One part of the Anti-Inflammatory Eating Cookbook which we feel is particularly important is the research base behind it, so I wanted to share a little bit about how this was implemented, and why it was done.
As mentioned, one of the reasons the book came about in the first place is the client base that we work with at BJC. Many of our clients have health conditions, and wish to help manage these conditions with food. Just do a simple google search, there is A LOT of confusion about diet for management of all of these conditions. There is also a lot of confusion in the wider population about healthy eating in general, and what this looks like.

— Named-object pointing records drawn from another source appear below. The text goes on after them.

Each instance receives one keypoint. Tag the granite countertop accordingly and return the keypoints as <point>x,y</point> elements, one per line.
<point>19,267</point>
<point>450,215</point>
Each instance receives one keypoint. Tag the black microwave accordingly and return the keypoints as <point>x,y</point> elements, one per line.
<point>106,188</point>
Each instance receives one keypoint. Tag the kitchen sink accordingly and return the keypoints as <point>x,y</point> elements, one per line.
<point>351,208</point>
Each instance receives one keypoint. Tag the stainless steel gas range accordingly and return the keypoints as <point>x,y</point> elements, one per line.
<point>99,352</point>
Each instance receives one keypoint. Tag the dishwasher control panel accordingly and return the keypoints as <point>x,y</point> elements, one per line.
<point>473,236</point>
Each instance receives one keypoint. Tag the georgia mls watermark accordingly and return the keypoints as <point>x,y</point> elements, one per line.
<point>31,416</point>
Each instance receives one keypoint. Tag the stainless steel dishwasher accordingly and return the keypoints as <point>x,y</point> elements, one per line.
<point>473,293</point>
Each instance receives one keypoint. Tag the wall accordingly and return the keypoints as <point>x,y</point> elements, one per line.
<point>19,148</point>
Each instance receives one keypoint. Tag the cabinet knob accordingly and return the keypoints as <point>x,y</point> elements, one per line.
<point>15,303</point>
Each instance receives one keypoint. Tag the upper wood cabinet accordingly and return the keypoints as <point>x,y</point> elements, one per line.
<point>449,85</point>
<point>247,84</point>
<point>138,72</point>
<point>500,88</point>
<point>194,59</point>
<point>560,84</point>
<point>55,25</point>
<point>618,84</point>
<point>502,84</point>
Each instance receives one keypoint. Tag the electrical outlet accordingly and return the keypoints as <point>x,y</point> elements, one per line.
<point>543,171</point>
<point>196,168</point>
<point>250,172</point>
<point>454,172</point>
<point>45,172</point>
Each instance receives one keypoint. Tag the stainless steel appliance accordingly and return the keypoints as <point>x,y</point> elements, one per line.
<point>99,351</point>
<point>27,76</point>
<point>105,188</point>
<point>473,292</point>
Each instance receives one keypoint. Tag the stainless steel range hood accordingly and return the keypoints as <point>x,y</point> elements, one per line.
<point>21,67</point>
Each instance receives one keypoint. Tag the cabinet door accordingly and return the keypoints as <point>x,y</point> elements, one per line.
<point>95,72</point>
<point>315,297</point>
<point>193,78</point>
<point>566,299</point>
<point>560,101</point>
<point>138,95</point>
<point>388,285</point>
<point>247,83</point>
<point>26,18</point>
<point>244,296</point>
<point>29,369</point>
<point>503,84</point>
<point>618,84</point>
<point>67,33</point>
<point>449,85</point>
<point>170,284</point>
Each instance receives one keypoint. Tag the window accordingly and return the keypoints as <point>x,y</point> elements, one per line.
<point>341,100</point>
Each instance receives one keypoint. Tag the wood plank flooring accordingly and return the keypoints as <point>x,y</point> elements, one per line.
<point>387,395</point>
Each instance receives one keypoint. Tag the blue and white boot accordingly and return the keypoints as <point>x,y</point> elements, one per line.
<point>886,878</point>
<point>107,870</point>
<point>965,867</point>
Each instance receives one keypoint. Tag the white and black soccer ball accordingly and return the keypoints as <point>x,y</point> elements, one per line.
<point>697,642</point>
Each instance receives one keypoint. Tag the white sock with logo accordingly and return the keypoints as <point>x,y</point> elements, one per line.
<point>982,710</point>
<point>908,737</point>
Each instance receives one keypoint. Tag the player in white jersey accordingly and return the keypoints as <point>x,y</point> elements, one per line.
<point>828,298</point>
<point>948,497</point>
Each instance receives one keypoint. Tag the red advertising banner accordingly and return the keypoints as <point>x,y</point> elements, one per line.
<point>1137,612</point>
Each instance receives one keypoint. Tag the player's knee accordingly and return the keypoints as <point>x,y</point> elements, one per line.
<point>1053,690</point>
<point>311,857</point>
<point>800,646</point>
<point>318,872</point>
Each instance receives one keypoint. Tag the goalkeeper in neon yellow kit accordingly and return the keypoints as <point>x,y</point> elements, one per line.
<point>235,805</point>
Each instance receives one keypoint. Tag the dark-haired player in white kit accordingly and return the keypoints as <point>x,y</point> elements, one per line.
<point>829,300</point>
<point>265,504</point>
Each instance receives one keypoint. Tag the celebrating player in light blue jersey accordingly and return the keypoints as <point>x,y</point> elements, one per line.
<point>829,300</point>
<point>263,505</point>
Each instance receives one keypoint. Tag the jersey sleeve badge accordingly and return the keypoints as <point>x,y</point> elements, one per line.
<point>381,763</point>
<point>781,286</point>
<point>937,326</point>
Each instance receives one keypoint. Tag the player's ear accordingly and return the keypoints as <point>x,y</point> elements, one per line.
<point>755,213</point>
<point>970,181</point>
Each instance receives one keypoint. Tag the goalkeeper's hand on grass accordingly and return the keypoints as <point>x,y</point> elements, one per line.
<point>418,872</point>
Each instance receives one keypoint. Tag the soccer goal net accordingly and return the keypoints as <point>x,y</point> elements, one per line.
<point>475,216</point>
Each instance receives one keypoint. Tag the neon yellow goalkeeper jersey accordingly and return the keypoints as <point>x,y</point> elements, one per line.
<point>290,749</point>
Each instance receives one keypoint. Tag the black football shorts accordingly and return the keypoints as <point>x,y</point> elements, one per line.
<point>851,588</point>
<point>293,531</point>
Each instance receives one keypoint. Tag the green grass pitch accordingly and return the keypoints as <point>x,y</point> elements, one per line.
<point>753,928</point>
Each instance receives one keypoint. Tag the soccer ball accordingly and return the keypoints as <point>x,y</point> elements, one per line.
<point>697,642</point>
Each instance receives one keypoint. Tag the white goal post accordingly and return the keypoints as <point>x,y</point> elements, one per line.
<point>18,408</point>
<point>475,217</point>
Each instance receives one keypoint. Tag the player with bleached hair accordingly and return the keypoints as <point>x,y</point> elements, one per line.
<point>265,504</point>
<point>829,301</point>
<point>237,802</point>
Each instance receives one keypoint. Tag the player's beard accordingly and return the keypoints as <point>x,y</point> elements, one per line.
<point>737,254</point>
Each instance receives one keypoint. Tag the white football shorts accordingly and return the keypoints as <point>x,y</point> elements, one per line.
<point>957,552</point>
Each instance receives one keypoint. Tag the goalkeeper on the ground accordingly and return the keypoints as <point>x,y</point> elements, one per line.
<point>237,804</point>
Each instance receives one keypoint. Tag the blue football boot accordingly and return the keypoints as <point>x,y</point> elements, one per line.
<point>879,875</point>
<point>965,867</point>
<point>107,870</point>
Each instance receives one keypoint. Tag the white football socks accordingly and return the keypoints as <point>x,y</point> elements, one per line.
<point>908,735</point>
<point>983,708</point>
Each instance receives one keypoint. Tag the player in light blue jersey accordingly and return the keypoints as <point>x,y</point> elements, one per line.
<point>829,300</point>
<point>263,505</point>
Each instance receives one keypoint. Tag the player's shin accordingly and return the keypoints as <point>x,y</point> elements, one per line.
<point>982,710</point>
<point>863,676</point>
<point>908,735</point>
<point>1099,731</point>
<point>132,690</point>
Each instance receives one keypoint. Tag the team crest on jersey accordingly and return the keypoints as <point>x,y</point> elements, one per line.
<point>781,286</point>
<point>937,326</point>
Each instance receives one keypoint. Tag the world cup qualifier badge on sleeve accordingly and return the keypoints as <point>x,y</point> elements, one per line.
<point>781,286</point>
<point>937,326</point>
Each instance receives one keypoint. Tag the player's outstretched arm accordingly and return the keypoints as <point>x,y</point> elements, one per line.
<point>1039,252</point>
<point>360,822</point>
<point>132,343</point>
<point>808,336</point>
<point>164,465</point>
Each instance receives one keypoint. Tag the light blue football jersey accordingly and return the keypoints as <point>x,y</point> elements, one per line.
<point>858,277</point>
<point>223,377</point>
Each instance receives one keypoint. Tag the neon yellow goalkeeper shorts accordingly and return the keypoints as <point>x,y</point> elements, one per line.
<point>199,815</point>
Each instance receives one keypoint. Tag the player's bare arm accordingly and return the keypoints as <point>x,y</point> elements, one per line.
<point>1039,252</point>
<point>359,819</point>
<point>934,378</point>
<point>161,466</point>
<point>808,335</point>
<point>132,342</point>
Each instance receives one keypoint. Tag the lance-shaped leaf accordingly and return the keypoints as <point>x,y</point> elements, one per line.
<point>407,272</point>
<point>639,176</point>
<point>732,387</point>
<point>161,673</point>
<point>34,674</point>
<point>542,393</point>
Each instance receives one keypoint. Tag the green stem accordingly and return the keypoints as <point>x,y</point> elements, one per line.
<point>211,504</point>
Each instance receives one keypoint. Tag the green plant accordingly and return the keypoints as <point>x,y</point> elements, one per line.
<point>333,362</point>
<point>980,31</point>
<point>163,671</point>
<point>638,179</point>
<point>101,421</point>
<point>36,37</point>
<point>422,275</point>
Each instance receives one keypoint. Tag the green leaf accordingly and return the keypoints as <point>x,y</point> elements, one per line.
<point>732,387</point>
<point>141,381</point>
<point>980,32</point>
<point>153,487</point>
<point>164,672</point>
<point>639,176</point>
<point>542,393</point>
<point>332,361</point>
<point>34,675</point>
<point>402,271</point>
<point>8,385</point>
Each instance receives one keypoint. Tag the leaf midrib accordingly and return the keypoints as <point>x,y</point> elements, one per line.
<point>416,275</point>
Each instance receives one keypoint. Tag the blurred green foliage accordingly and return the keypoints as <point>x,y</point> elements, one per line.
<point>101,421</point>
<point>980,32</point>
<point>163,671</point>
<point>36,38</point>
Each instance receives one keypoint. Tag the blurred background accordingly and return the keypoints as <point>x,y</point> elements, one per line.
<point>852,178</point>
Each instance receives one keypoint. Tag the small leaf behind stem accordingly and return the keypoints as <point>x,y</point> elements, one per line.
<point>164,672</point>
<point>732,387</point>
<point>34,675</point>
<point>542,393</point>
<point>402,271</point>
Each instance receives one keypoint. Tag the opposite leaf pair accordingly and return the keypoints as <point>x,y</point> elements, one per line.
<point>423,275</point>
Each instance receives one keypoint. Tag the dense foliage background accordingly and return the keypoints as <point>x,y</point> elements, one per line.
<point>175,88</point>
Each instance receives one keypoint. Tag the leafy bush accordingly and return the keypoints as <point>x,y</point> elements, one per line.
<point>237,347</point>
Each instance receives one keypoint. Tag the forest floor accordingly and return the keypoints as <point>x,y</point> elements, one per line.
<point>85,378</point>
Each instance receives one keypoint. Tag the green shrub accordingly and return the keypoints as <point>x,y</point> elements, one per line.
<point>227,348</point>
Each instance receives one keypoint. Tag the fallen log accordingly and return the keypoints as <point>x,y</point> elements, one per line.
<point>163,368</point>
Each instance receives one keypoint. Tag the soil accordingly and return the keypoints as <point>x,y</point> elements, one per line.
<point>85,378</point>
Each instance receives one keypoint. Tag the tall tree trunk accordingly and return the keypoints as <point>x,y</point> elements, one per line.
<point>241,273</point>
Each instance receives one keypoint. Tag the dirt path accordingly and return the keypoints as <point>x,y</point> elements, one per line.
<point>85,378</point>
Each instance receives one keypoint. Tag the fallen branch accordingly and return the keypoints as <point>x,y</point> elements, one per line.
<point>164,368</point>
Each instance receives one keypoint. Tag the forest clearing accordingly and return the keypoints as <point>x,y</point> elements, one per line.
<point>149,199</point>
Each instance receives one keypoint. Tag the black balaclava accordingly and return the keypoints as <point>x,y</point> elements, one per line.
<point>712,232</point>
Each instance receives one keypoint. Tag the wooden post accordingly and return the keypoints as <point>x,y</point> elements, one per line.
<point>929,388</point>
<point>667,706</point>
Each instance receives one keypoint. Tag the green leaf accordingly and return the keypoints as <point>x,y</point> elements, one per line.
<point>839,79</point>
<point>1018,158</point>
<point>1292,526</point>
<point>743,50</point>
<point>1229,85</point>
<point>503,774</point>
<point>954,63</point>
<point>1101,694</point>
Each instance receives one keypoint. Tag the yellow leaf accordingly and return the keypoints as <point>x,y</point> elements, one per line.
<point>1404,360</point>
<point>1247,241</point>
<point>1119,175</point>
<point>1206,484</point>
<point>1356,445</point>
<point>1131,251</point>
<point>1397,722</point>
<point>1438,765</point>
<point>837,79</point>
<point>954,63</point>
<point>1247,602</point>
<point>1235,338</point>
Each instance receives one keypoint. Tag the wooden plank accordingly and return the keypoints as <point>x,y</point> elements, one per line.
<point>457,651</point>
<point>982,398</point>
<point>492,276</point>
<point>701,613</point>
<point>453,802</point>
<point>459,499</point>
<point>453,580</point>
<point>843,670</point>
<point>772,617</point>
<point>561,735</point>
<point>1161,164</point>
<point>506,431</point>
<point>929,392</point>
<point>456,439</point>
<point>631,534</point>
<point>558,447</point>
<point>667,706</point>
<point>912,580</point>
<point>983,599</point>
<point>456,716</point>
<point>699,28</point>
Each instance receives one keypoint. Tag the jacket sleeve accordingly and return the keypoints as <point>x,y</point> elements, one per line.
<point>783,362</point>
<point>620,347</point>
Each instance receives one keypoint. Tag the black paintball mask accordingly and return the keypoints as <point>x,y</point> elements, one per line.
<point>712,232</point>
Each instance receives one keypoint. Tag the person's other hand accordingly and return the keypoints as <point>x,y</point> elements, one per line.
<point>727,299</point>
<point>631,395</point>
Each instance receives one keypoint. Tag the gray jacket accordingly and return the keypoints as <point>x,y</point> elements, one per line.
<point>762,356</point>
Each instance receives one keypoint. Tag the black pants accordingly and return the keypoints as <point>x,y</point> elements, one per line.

The recommendations in our cookbook have come about through two arms; first and foremost through research into the nutritional management of health conditions, such as rheumatoid arthritis, fibromyalgia, obesity and heart disease (among others, as you will see in the book), along with best ways of avoiding lifestyle related health conditions. Research terms included ‘nutrition rheumatoid arthritis’, ‘food reduce inflammation’, ‘nutrition gut health’, ‘food arthritis’, among others, as can be gleaned from checking out our reference list (page 132 of the book). Other papers were included that were already in our library of resources and journal articles, collected over years of working as dietitians. Particularly in relation to inflammatory joint conditions, there is still significant need for more research, and better quality research. We of course understand the evidence presented is not all from level A studies (yet wish it was), however the recommendations provide a means of people feeling more in control of their choices around their health, and health conditions.
Secondly, part of the recommendations arrive through professional experience. A clear example of this is people with gout, and inclusion, or exclusion of legumes. We always recommend that these are included, as this is now what the research is saying, however professional experience indicates that for many people with gout, they do report their symptoms are worse if they eat legumes too often. It would be remiss of us to tell someone to continue to regularly eat something which, when consumption is reduced, symptoms improve, and remiss to not mention in this book, as we are hoping to help many more people manage their health than just our current client base.
Inclusion of further research ourselves into nutritional management of arthritis and inflammatory joint conditions by our team at BJC has been a suggestion from a number of sources, and is certainly something which I am further exploring.
Again, we truly hope you enjoy the book, and the time that has been spent to get it to where it currently is. Please, do not hesitate to ask us questions about the book, or the research – as always, we are here to help.